While there is still progress to be made on this front, the development of clinical trial registries such as ClinicalTrials.gov and the EU Clinical Trials Register, together with policies mandating the use of these resources, have given the scientific community the tools needed to largely solve this problem.
Unfortunately, far less attention has been given to the question of how best to use research data after they have been made publicly available. PubMed currently includes more than 26 million citations. With such an enormous number of available articles to choose from, it is often easy to find individual studies which support directly contradictory views on a single clinical topic.
It has long been suspected that individual studies are more likely to be cited by other researchers when they are positive.
This is problematic because it allows both researchers and laypeople to make claims that are supported by individual published studies, but which do not reflect the total available scientific evidence on a given topic.
In particular, it has long been suspected that individual studies are more likely to be cited by other researchers when they are positive – i.e., when the new drug or device being studied looks beneficial – than when they are negative. This is called citation bias.
When citation bias occurs, positive results receive more and more emphasis, while negative or neutral results are downplayed. Over time, the results from positive studies may come to be regarded as truisms, even when other studies suggest less dramatic or even contradictory results, thereby exposing readers to a biased perspective.
This can also increase the chances that patients will be exposed to interventions which are less effective than clinicians believe them to be based on the increased attention paid to positive studies.

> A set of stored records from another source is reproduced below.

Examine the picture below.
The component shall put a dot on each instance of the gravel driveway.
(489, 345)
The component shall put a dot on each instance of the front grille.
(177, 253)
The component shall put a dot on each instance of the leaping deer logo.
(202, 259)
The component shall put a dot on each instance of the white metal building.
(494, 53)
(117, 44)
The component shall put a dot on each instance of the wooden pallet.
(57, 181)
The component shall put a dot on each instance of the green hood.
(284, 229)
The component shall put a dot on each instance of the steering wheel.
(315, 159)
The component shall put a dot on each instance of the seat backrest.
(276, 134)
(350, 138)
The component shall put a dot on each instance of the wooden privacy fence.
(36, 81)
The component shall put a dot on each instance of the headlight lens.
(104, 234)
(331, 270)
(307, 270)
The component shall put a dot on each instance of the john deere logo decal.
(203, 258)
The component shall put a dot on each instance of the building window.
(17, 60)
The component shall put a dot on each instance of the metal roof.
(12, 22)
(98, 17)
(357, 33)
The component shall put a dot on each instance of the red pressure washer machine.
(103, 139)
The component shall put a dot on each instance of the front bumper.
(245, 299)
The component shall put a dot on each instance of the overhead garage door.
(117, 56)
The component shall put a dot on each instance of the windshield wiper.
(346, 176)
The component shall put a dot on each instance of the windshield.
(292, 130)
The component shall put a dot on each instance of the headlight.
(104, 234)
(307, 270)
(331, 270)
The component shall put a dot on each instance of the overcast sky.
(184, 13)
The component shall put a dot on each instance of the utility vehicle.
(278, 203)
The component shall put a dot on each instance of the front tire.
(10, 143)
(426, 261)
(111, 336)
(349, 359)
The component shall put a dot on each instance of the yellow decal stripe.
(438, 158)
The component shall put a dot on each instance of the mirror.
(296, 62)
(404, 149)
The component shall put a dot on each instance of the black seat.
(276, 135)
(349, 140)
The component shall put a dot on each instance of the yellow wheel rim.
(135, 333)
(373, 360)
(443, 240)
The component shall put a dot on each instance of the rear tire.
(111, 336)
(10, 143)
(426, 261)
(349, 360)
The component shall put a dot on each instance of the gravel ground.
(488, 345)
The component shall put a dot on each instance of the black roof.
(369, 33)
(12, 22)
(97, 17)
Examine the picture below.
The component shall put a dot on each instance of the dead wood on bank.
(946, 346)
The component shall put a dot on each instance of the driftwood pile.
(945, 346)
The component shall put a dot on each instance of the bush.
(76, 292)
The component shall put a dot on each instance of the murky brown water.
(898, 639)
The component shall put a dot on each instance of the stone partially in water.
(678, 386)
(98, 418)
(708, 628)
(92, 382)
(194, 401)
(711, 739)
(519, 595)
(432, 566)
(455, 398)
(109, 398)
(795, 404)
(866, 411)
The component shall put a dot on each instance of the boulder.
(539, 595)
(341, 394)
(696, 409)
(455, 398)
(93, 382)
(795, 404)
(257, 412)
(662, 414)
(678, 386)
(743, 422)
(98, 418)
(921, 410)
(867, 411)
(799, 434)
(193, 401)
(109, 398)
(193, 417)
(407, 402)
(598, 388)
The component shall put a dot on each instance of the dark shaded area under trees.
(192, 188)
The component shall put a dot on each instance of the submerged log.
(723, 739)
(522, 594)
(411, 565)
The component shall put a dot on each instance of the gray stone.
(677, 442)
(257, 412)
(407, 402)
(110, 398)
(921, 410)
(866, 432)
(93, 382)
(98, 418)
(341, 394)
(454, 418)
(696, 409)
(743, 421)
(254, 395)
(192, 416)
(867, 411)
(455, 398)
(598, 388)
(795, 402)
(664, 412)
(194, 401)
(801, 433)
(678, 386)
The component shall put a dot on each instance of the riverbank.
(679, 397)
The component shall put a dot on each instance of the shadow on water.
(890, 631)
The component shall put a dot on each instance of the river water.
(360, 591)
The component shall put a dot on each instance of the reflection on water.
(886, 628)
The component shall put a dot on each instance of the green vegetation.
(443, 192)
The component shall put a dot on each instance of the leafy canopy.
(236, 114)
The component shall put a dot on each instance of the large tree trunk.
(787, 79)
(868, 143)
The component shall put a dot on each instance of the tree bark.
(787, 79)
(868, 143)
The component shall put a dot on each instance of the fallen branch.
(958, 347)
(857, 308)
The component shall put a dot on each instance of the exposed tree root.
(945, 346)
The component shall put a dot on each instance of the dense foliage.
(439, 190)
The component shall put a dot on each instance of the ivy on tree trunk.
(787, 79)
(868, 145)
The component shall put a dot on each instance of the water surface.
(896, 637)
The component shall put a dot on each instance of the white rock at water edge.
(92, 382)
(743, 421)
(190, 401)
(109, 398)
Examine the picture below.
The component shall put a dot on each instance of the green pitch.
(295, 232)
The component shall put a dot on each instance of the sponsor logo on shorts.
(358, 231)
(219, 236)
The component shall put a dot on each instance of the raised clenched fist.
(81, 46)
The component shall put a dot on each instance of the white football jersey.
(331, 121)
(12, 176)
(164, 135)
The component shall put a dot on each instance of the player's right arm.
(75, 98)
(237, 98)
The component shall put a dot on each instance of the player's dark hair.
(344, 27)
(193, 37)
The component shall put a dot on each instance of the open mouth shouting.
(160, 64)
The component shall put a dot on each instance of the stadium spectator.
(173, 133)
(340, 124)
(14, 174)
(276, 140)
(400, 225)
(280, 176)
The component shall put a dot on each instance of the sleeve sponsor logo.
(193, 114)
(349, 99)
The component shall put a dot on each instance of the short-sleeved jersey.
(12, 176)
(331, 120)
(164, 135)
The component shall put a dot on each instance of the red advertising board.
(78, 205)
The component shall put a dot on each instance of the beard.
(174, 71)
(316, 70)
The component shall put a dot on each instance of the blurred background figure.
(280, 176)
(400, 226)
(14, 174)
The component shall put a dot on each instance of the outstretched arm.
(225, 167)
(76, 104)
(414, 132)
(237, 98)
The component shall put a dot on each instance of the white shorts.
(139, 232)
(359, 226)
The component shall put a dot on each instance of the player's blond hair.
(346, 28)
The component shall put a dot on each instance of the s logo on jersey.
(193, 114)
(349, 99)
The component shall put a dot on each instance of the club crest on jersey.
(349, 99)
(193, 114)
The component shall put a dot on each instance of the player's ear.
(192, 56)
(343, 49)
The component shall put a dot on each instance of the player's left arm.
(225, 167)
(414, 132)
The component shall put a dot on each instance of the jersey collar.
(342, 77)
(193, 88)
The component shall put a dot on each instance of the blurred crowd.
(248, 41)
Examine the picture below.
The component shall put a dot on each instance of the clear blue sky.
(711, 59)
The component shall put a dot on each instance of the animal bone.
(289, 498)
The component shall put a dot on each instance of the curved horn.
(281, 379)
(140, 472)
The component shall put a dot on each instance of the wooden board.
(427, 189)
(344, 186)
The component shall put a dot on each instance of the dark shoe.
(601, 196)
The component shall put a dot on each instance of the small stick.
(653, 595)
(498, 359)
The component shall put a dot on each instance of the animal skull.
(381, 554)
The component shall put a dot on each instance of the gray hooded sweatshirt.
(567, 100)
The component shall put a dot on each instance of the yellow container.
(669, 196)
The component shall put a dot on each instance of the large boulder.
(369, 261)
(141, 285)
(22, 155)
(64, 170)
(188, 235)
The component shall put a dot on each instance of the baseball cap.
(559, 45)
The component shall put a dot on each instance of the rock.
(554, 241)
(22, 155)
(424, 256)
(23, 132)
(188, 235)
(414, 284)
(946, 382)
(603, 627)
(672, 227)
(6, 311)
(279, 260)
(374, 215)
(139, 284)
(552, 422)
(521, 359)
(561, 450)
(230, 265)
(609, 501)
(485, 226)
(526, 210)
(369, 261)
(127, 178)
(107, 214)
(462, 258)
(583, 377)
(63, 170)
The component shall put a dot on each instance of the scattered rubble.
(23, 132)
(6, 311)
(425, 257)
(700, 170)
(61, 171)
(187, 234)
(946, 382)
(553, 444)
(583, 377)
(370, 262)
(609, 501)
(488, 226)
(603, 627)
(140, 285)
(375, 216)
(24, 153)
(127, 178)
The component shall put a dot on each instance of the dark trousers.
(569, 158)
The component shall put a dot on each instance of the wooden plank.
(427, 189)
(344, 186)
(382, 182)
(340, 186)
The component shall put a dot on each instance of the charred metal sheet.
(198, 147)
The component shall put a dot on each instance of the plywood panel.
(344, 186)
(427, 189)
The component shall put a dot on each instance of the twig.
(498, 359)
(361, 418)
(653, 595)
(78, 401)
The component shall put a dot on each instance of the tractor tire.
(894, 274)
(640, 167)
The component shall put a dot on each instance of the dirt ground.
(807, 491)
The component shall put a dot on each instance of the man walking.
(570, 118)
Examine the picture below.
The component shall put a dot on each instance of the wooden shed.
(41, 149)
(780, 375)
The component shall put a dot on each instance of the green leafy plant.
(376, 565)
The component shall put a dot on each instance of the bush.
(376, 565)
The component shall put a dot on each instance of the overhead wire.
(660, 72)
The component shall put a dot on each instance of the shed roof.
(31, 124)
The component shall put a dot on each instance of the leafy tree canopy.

Furthermore, biomedical research is an incremental process, in which prior work forms the foundation for future hypothesis generation and testing. Basing new hypotheses on biased assumptions threatens the validity of future studies, and risks wasting the limited resources available for biomedical research.
We recently analyzed trials of thrombolytic agents (ie “clot-busting” medications) which are used to treat patients with acute strokes, to look for evidence of citation bias.
Because this has been a topic of very active research over the last several decades, it is somewhat unique in that there have been multiple large, well-run clinical trials which have shown contradictory results. This gave us the opportunity to compare citation patterns between the trials which were positive and those which were not.
This degree of citation bias is striking, and illustrates how dramatically the results of a study can affect the attention the results are given from other authors and researchers.
We found that despite similarities in study size and quality, trials which showed that thrombolytic agents were beneficial were cited up to ten times as often as the trials which showed that they were harmful. This degree of citation bias is striking, and illustrates how dramatically the results of a study can affect the attention the results are given from other authors and researchers.
While our study was limited to a narrow collection of stroke trials, it is likely that this is a widespread issue, though finding a solution is much more difficult than identifying the problem.
Our results are a reminder of the importance of relying on high-quality systematic reviews which attempt to summarize all the available data on a particular topic rather than individual studies, whenever possible. Often, however, such reviews are not available.
Authors and peer reviewers, who are generally content experts, also have an obligation to ensure that the citations used in scientific manuscripts reflect a complete and balanced picture of the available evidence. More work is needed to identify ways to reduce the selective citation of medical research.